# STRAW: A Stress-Aware WL-Based Read Reclaim Technique for High-Density NAND Flash-Based SSDs

Myoungjun Chun<sup>1</sup>, Jaeyong Lee<sup>1</sup>, Inhyuk Choi<sup>1</sup>, Jisung Park<sup>2</sup>, Myungsuk Kim<sup>3</sup>, Jihong Kim<sup>1</sup> <sup>1</sup>Seoul National University, <sup>2</sup>POSTECH, <sup>3</sup>Kyungpook National University

# I. INTRODUCTION

In NAND flash memory, read disturbance is the phenomenon in which a read operation to the target wordline (WL) disturbs non-target WLs in the same block. Although read disturbance has emerged as a major reliability concern, managing read disturbance in modern NAND flash memory has not been thoroughly investigated yet. To our knowledge, all prior works on read disturbance in the literature are based on a simple SSD-management task, called *read reclaim* (*RR*) [1]. When a block's read count *RC* (i.e., the number of page reads to the block) exceeds a predefined threshold  $RC_{MAX}$ , the SSD controller triggers RR to eliminate read-disturbance-induced errors by rewriting (copying) all valid pages in the block to other free pages.

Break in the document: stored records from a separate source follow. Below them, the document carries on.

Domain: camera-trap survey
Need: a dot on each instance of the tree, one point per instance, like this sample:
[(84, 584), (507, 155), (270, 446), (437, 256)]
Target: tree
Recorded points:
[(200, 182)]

In this work, we show that a conventional RR approach causes prohibitive performance overhead to guarantee data reliability in recent high-density 3D flash memory. In high-density 3D flash memory, reading a page incurs significantly higher disturbance to the target WL's *exact neighbors* compared to the other WLs in the same block [2]. Such an asymmetry in read disturbance across WLs makes the existing *block-level* RR extremely inefficient. For example, when pages at the k-th WL WL<sub>k</sub> are read repeatedly, pages at WL<sub>k-1</sub> and WL<sub>k+1</sub> may lose their data at a much lower RC value over when pages are randomly accessed over entire WL's. Although the worstcase access pattern (i.e., repeated reads for the same WL) may not be likely in practice, the existing RR approach should handle such a case safely, thus  $RC_{MAX}$  being set based on the worst-case pattern.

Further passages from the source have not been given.